Asthme : l'influence des fruits et légumes

On savait la consommation de fruits et légumes bénéfique pour la santé. Ce bénéfice pourrait également s'étendre à l'asthme chez la femme adulte. L'étude E3N apporte des précisions.

L'augmentation de la fréquence de l'asthme dans la plupart des pays développés depuis quelques années indique que les "facteurs environnementaux" jouent un rôle important. Parmi ceux-ci, on a évoqué les changements d'habitudes alimentaires. Plusieurs études suggèrent que la teneur en antioxydants des fruits et légumes, qu'ils soient crus ou cuits, pourrait agir dans les mécanismes de défense du poumon. Cependant les études épidémiologiques sur l'asthme chez l'adulte sont encore rares. Si deux d'entre elles ont démontré l'influence d'une grande consommation de fruits frais sur la baisse de problèmes respiratoires, aucun aliment particulier n'a encore été identifié.

Au moins cinq par jour

En France, comme dans de nombreux autres pays occidentaux, la consommation de fruits et légumes a été largement encouragée par la recommandation de manger "au moins cinq fruits ou légumes par jour". Bien que ce message soit fondé sur les résultats de la recherche contre le cancer, la consommation de fruits et légumes pourrait également avoir une influence favorable sur les maladies respiratoires. Les données de l'étude E3N ont été utilisées pour évaluer la relation entre la consommation de fruits et légumes et la fréquence de l'asthme.

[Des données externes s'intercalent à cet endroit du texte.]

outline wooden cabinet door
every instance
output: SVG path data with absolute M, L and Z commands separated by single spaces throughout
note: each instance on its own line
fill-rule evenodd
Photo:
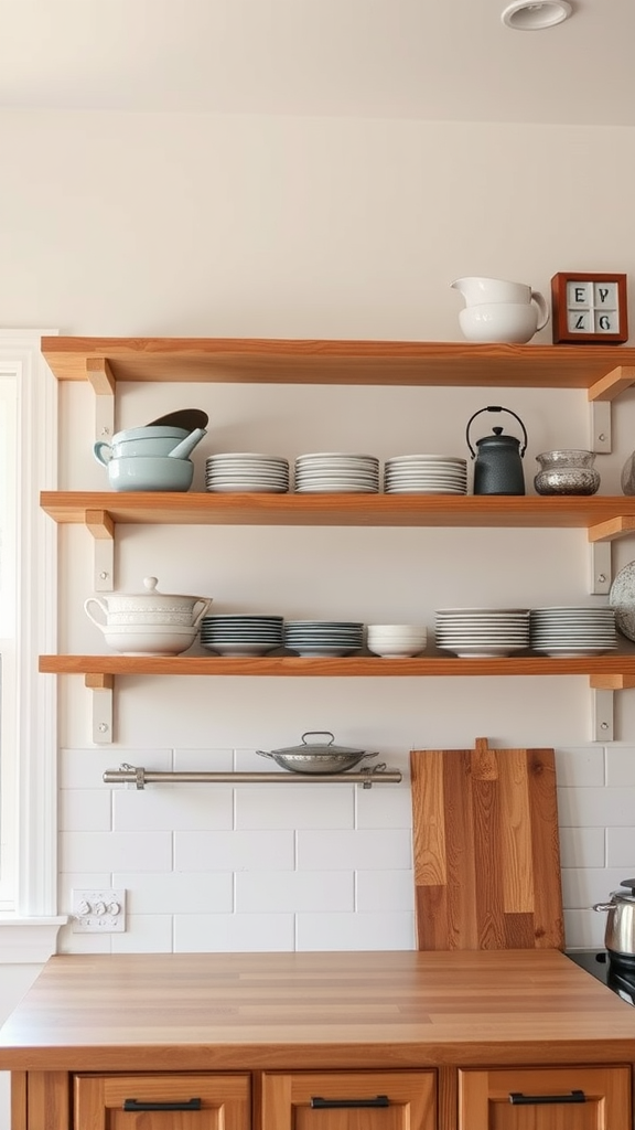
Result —
M 76 1075 L 76 1130 L 251 1130 L 249 1075 Z
M 267 1072 L 261 1130 L 436 1130 L 435 1074 Z
M 630 1130 L 630 1068 L 459 1072 L 459 1130 Z

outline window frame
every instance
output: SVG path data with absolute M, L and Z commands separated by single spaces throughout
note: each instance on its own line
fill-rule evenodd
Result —
M 2 890 L 0 963 L 45 960 L 67 921 L 58 903 L 58 728 L 55 680 L 38 655 L 55 650 L 55 524 L 40 492 L 55 489 L 58 388 L 41 353 L 56 330 L 0 329 L 0 374 L 16 381 L 16 820 L 10 902 Z

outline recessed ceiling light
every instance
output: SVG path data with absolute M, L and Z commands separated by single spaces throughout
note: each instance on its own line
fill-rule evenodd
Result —
M 501 19 L 516 32 L 539 32 L 543 27 L 562 24 L 572 11 L 567 0 L 514 0 L 514 3 L 507 5 Z

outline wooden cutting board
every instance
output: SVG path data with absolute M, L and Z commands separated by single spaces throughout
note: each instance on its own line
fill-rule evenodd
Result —
M 563 949 L 553 749 L 414 749 L 418 949 Z

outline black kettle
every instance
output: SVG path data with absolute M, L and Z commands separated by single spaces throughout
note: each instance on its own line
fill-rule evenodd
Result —
M 508 412 L 522 427 L 523 445 L 513 435 L 504 435 L 502 427 L 492 429 L 492 435 L 477 440 L 478 455 L 470 443 L 470 425 L 481 412 Z M 524 494 L 522 457 L 527 451 L 527 431 L 520 416 L 511 408 L 489 405 L 479 408 L 468 420 L 466 438 L 475 463 L 475 494 Z

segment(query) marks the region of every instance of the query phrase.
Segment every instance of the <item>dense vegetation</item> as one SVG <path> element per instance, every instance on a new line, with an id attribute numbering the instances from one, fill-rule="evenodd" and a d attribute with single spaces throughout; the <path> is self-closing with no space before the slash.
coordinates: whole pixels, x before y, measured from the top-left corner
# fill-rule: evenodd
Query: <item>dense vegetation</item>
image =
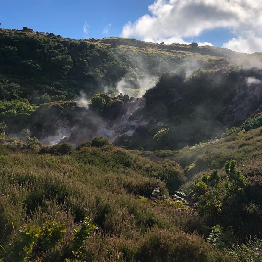
<path id="1" fill-rule="evenodd" d="M 0 261 L 262 261 L 259 54 L 0 39 Z"/>
<path id="2" fill-rule="evenodd" d="M 153 152 L 2 138 L 0 254 L 24 253 L 36 230 L 21 261 L 261 261 L 261 135 Z"/>

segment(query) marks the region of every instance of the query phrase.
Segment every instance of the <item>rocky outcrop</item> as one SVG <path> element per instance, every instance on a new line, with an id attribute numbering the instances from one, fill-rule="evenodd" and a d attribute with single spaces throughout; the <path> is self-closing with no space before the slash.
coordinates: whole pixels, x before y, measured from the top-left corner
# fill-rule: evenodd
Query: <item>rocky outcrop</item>
<path id="1" fill-rule="evenodd" d="M 21 30 L 23 32 L 33 32 L 34 30 L 31 28 L 29 28 L 26 27 L 24 27 L 23 29 Z"/>

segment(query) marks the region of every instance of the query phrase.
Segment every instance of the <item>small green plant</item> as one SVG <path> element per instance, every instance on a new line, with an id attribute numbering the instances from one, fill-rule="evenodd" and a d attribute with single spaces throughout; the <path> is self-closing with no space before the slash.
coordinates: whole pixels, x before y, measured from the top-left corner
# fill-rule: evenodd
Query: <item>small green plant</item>
<path id="1" fill-rule="evenodd" d="M 22 133 L 26 137 L 28 137 L 30 135 L 30 130 L 27 128 L 25 128 L 22 130 Z"/>
<path id="2" fill-rule="evenodd" d="M 68 143 L 59 143 L 53 145 L 50 151 L 52 154 L 63 155 L 69 154 L 73 150 L 72 146 Z"/>
<path id="3" fill-rule="evenodd" d="M 236 161 L 228 160 L 225 165 L 226 178 L 225 183 L 226 193 L 228 197 L 235 195 L 245 186 L 246 179 L 240 171 L 235 170 Z"/>
<path id="4" fill-rule="evenodd" d="M 47 253 L 47 259 L 49 260 L 52 248 L 58 243 L 63 242 L 63 237 L 66 231 L 64 224 L 55 223 L 54 221 L 44 224 L 40 233 L 41 246 Z"/>
<path id="5" fill-rule="evenodd" d="M 219 225 L 212 228 L 212 231 L 207 240 L 212 246 L 222 249 L 232 245 L 234 242 L 234 234 L 232 230 L 225 231 Z"/>
<path id="6" fill-rule="evenodd" d="M 5 133 L 5 130 L 7 128 L 7 126 L 5 122 L 2 122 L 0 123 L 0 138 L 7 138 L 7 136 Z"/>
<path id="7" fill-rule="evenodd" d="M 28 136 L 25 143 L 26 145 L 29 147 L 32 147 L 34 145 L 39 145 L 40 144 L 39 140 L 35 136 Z"/>
<path id="8" fill-rule="evenodd" d="M 85 241 L 92 231 L 98 229 L 97 227 L 93 223 L 92 219 L 86 217 L 83 221 L 81 228 L 78 227 L 75 230 L 72 245 L 73 253 L 76 257 L 82 259 L 84 258 L 82 251 Z"/>
<path id="9" fill-rule="evenodd" d="M 33 254 L 36 254 L 35 251 L 37 245 L 42 251 L 46 251 L 46 258 L 49 261 L 52 249 L 62 242 L 65 231 L 64 224 L 53 221 L 42 226 L 24 226 L 12 245 L 10 256 L 14 261 L 28 261 Z M 42 261 L 41 259 L 36 261 Z"/>
<path id="10" fill-rule="evenodd" d="M 221 211 L 222 203 L 218 199 L 221 178 L 217 170 L 209 174 L 204 174 L 202 177 L 193 184 L 193 187 L 199 200 L 198 207 L 200 214 Z"/>
<path id="11" fill-rule="evenodd" d="M 11 254 L 12 259 L 17 262 L 27 261 L 30 259 L 41 232 L 39 226 L 27 225 L 23 227 L 19 230 Z"/>
<path id="12" fill-rule="evenodd" d="M 165 140 L 169 132 L 169 128 L 167 128 L 166 127 L 161 128 L 153 136 L 153 139 L 158 143 L 161 143 Z"/>

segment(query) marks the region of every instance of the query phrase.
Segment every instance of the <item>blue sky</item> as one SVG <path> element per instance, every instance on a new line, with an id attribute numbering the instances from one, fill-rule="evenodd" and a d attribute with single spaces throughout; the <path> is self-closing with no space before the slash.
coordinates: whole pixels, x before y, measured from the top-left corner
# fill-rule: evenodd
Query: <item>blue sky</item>
<path id="1" fill-rule="evenodd" d="M 83 27 L 89 25 L 89 37 L 119 36 L 123 26 L 147 12 L 152 0 L 74 1 L 61 0 L 7 1 L 0 10 L 3 28 L 53 32 L 64 37 L 85 38 Z M 131 7 L 130 8 L 130 7 Z M 104 28 L 111 24 L 108 34 Z"/>
<path id="2" fill-rule="evenodd" d="M 121 36 L 251 53 L 262 51 L 261 11 L 262 0 L 16 0 L 2 3 L 0 22 L 75 39 Z"/>

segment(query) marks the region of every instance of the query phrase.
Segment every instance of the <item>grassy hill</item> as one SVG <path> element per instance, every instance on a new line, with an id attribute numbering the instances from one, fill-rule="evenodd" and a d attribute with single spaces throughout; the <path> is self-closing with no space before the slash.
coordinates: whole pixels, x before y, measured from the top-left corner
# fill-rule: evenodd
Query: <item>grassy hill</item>
<path id="1" fill-rule="evenodd" d="M 28 257 L 76 257 L 74 230 L 89 217 L 98 229 L 79 248 L 85 260 L 261 261 L 261 242 L 246 241 L 250 234 L 250 241 L 261 237 L 261 135 L 260 128 L 178 151 L 153 152 L 120 149 L 102 139 L 76 149 L 2 139 L 0 254 L 6 261 L 16 257 L 22 225 L 36 230 L 54 221 L 64 225 L 61 239 L 47 249 L 39 236 Z M 231 158 L 237 160 L 245 184 L 228 194 L 223 166 Z M 214 168 L 221 177 L 221 204 L 203 212 L 201 198 L 194 207 L 186 196 Z M 223 229 L 215 235 L 212 227 L 217 224 Z"/>
<path id="2" fill-rule="evenodd" d="M 262 261 L 261 54 L 0 39 L 0 261 Z"/>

Dans cette analyse, nous avons retenu les volontaires E3N ayant répondu au questionnaire alimentaire envoyé en 1993, tout en prenant en compte les données sur la prise de vitamines ou minéraux. Cette analyse porte donc sur 68 535 femmes, suivies de 1993 à 2002 ; parmi celles-ci, 2 145 (3 %) ont déclaré avoir eu une première crise d'asthme à l'âge adulte. Premier constat : les femmes souffrant d'asthme ont un indice de masse corporelle (IMC) et une ration calorique plus élevés que les femmes n'ayant jamais eu d'asthme. Un résultat peu surprenant, le lien entre l'asthme et la surcharge pondérale ayant déjà été établi. De plus, les femmes en surpoids ont tendance à négliger la consommation de fruits et légumes.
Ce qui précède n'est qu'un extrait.